Former Eagle County District Attorney Mark Hurlbert prosecuted. In an interview this week, Hurlbert recalled that the sex charge ended up being dropped because the boy had turned 18, and only one encounter could be proven.
“There was no ‘grooming’ behavior we could see, where an adult ‘grooms’ a child to make sexual conduct seem more normal. We didn’t have any of that,” he said.
It’s not known, due to the seal, whether that might have occurred in the von Stein case.
Hurlbert noted that Redfern did end up pleading guilty to the felony charge of contributing to the delinquency of a minor, but didn’t have to serve time in prison. She served two years’ probation and still lives in the valley.
Key in Hurlbert’s consideration was healing the community trauma.
“We talked to the victim’s family about it, we talked to the community – what would be a way the community could heal, yet still have some repercussions for the defendant? In that case, we felt a felony, but a non-sex felony, would be most appropriate. Certainly on a big case, we wanted to get the victim buy-in, and that victim and his family thought this would be the best solution for him and the community. It was kind of a middle ground,” he said.

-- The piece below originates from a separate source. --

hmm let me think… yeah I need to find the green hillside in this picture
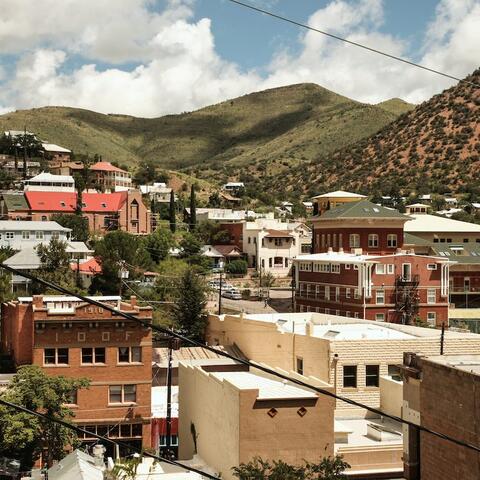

Hurlbert served more than a dozen years as DA for Eagle, Summit and Clear Creek counties. “Justice can mean a lot of different things,” he said, “not just prison. Ultimately, it’s about getting healing – for the victim and for the community. And in these cases, for the school.
“The Redfern case actually happened in the building. So we want the school and the school culture to heal. Even though it sounds from everything I’ve heard and read that this is not anything endemic to Basalt High School and the school did everything 100 percent right [in the von Stein case], handling this very, very well, it still is tough on that school community.”
As 2020 begins and about half the academic year remains, is the right kind of progress being made?
River Bridge’s Blythe Chapman said, “I absolutely think so. Knowledge is power. From what we’re seeing here, more kids and families are talking about these issues. So I think we are making progress. People are talking about abuse, and kids are coming in to see us, versus the silence that sexual abuse or violence lives in.”
Roaring Fork Superintendent Stein sees it too.
“I don’t see evidence there was any interruption in programming. For the choir program itself, it took a couple weeks to find a new teacher, but that program’s up and running well. They did the normal assortment of winter performances, they’ve had auditions for the spring musical (“The Addams Family”), and rehearsals are underway.”
Stein added, “With prevention of any risk behavior, we take it to students, staff and parents. And there’s a lot we want to educate our community about. Vaping is a concern right now, so is general mental health, social and emotional wellness, and of course child abuse. And River Bridge is now built into the complement of programming we offer. That’s routinely how we try to educate our community.”
He said with BHS students doing so well athletically, academically and with the choir programs not having missed a beat, things are indeed looking up for the rest of 2019-20.